Much of what I have learned about the relationship between photographs and feeling – and the two are deeply connected – comes from the writing of Galen Rowell (1940-2002), a pioneer wilderness photographer and mountaineer. In an essay from his classic and still highly recommended book, “Mountain Light,” Rowell writes about his path to understanding that his best work resulted when he took pictures at the emotional “high points” of a difficult alpine ascent.

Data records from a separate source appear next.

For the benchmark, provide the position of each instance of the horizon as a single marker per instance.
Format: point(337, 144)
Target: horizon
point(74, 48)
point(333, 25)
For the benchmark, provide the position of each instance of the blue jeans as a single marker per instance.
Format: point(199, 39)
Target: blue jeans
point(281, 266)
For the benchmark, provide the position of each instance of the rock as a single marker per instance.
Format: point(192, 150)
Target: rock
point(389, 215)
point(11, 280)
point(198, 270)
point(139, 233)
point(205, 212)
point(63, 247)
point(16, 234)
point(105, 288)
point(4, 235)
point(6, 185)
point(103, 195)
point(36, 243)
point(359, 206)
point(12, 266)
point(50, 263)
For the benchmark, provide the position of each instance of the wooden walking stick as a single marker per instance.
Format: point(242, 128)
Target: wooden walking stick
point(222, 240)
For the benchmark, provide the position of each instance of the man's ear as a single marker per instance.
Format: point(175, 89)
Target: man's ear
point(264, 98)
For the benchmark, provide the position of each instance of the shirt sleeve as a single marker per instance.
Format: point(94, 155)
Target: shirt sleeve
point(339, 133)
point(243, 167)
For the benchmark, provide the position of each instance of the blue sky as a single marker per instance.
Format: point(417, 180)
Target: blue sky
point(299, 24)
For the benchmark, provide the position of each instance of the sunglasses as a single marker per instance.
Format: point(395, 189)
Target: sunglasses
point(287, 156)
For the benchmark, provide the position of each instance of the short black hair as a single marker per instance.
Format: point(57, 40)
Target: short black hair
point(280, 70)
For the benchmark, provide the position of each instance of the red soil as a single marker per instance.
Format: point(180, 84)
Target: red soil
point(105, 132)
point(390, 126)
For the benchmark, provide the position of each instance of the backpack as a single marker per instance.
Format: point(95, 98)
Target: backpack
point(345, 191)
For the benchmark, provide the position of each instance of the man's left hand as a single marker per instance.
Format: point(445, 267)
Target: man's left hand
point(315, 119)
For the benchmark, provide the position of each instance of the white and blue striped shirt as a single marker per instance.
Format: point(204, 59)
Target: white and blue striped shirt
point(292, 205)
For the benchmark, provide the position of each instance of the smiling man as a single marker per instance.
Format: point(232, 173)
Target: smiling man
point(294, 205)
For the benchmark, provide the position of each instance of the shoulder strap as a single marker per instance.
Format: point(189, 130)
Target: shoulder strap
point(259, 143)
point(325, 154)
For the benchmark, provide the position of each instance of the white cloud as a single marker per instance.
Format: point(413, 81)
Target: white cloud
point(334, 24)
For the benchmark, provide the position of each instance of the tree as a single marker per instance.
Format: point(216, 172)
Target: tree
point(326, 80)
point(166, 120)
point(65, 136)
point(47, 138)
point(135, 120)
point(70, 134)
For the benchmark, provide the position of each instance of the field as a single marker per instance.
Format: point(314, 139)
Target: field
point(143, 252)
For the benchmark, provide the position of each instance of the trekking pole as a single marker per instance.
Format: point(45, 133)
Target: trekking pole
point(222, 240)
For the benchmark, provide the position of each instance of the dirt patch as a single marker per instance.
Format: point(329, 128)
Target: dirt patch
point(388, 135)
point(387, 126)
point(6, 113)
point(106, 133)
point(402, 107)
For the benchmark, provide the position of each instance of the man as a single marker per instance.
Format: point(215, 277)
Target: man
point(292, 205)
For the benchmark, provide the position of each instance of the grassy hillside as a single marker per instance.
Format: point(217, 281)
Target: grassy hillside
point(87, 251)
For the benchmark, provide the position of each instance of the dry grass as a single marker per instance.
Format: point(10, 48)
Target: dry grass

When I’m out patrolling an unfamiliar landscape, I pay close attention to my emotional response to what I am viewing, as measured by my heart rate. When my eyes feasted on this unusual orchard in the Galilee, below Tzfat and not far from Mt. Meron, I felt like a fisherman as that first nibble tugs at his line. A rush of adrenalin coursed through my veins and my heart rate picked up pace. I hopped a fence (erected to keep cattle, not humans, from a vineyard), scrabbled over a few boulders and landed in this position above a rather odd though neatly arrayed collection of trees. I tried to move closer to the trees, but that only brought me further down the hill and I began to lose the elevated perspective critical in large landscape photographs. I stayed put and threw a long, tripod-mounted telephoto onto my Nikon D-700 body.
With the help of a resident expert on tree identity, we determined the unusual mix of color seen here results from peach (red-orange), apple (green) and sweet cherry trees (yellow-gold). The carefully planted rows remind me of a piano. Finding this photo was certainly a high point to my morning and pleasant music to my eyes.